Average creation services A-Z, from assisting with the body, memorial service, all the way to an urn = $10,700.
Average for burials with average cost plot and all the rest = $12,800.

Average wedding now costs $39,000 so you could bury 3 or 4 for the festivities of a wedding these days.
If you're talking dollars and cents that is.

I know money doesn't grow on trees, but a funeral memorial is best done right, not cheap.

Did a bereavement support a month ago that was the opposite of right. Prayers were hardly finished and the good-byes still lingering in the air, when the SIL said out loud, "Ok, that was fun. Let's get back the school in time for the kid's baseball tournament!" Grandma hardly gone, and we're worried about 12 year olds playing baseball.
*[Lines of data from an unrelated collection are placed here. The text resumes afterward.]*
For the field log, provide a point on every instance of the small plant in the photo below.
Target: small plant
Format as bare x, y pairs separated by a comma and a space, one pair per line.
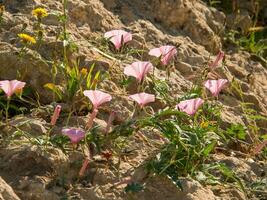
11, 87
39, 14
2, 10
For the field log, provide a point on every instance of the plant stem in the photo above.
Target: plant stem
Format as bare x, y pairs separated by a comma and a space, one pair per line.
7, 108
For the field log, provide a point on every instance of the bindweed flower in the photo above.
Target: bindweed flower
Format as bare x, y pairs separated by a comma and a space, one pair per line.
118, 37
216, 62
165, 53
75, 134
27, 39
110, 120
143, 98
11, 87
97, 97
90, 121
260, 147
84, 72
215, 86
190, 106
39, 13
55, 115
84, 166
138, 70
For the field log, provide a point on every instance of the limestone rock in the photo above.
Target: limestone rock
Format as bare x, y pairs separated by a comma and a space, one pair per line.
6, 192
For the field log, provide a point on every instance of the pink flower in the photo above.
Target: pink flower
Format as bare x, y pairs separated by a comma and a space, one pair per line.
219, 57
165, 53
90, 121
260, 147
55, 115
118, 37
75, 134
97, 97
138, 70
190, 106
143, 98
11, 87
215, 86
110, 120
84, 166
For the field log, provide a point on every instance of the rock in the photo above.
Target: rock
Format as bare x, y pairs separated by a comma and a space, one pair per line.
39, 162
34, 127
36, 189
6, 192
163, 188
192, 18
30, 68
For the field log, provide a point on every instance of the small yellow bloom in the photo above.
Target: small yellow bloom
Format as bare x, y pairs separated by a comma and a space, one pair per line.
27, 39
204, 124
84, 71
39, 13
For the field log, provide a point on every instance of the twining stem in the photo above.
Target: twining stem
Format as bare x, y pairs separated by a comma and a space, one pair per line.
7, 108
91, 119
64, 2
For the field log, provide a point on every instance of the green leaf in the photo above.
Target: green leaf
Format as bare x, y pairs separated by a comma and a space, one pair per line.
54, 88
134, 187
209, 148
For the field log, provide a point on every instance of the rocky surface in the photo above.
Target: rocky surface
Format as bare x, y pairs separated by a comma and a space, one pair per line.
197, 32
6, 192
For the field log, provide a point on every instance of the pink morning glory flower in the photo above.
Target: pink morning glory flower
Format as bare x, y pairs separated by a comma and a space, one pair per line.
11, 87
75, 134
97, 97
190, 106
219, 58
90, 121
165, 53
55, 115
215, 86
138, 70
118, 37
143, 98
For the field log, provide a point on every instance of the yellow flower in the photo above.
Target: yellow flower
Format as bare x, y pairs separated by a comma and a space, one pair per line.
2, 9
27, 39
39, 13
84, 71
204, 124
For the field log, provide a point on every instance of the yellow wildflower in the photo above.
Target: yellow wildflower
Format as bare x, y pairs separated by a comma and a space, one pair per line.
27, 39
2, 9
204, 124
39, 13
84, 71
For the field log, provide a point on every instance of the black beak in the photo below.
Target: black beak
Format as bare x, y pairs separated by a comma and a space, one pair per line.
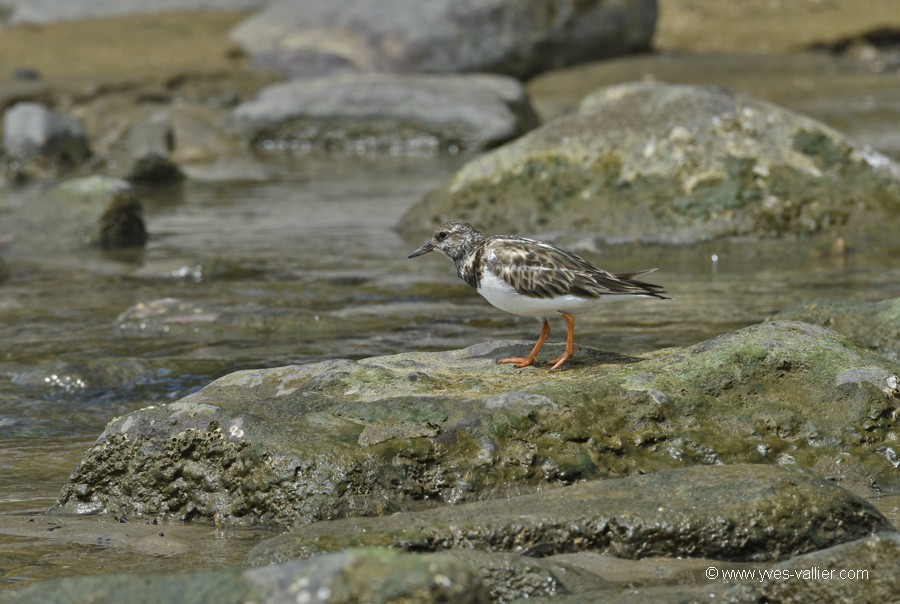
422, 250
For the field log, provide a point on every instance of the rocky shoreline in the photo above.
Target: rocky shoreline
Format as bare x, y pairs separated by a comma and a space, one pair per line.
443, 476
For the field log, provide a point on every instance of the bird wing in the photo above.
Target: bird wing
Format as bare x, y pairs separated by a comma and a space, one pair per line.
541, 270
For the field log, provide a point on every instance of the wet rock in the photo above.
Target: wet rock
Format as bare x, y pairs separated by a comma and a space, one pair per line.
300, 444
49, 11
385, 112
671, 164
865, 570
40, 141
348, 577
206, 151
721, 26
144, 154
875, 325
90, 212
741, 512
516, 38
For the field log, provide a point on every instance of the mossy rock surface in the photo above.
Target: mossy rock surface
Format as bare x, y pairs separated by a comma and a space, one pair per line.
874, 324
299, 444
348, 577
668, 163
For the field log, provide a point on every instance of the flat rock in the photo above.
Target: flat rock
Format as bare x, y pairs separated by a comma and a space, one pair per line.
514, 37
666, 163
40, 141
875, 324
386, 112
866, 570
82, 213
348, 577
740, 512
52, 11
300, 444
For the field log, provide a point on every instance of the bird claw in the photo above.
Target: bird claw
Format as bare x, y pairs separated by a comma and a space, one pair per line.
520, 362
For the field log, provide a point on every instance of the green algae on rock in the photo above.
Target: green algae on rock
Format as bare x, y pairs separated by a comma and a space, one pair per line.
740, 512
875, 325
671, 164
299, 444
865, 570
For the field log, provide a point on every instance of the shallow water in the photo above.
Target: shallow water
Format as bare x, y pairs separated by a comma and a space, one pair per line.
309, 267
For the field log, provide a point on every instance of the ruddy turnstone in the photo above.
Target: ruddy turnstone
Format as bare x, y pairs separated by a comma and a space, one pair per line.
532, 279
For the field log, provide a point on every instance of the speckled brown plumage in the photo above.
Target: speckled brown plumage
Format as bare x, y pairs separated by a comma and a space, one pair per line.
532, 278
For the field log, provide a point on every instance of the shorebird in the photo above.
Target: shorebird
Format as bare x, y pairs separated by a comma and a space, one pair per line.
533, 279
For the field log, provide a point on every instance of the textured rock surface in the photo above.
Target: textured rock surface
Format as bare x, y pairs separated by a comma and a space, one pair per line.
387, 112
40, 140
299, 444
866, 570
90, 212
673, 164
518, 38
348, 577
875, 325
741, 512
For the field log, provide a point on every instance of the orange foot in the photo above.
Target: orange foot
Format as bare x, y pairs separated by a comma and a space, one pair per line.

Don't blame the Gen Z's ya'll. They do what they're being taught. By us.

Blessings,
Mark
Posted By: Wanna Be

Re: Buried or cremated? - 10/26/21 06:00 PM

Cremated. No funeral. Per my wishes, they will rent out the local Ag Pavilion and have a good ole party. No crying allowed. I want everyone who wants to show up, whether they liked me or not, to be there as well. Tell stories, eat BBQ and catfish, and when they leave, they’ll now have another memory of me.
Posted By: Trapper7

Re: Buried or cremated? - 10/26/21 06:02 PM

My funeral won't cost anywhere near that. I want to be cremated, no service, and my ashes dumped in my favorite fishing lake.
Posted By: woodchuck

Re: Buried or cremated? - 10/26/21 08:02 PM

Well I'm claustrophobic, too many stories of grave robbers opening caskets and finding scratching, etc. So cremated for me.
My Aunt had her plot already paid for by her and with her parents...everything done/paid for back in 1946. Cremated here (400 miles from cemetery) so had that as extra but was expected. Now cemetary where everything was paid for started adding new charges, basically saying the plot already had 2 and couldn't have her even though original document said 4 were allowed. Finally got things straightened out for an additional 2 grand. Also found out the cemetary was bought by a nationwide business and is known for "marking" up services, a monopoly I guess you'd call it.
Anyways my reason. Something heard is some place sells biodegradable holders with dirt your ashes can be mixed with and have a tree seed in it and planted anywhere.
Posted By: Rusty Axe Camp

Re: Buried or cremated? - 10/26/21 08:47 PM

Originally Posted by woodchuck
Well I'm claustrophobic, too many stories of grave robbers opening caskets and finding scratching, etc. So cremated for me.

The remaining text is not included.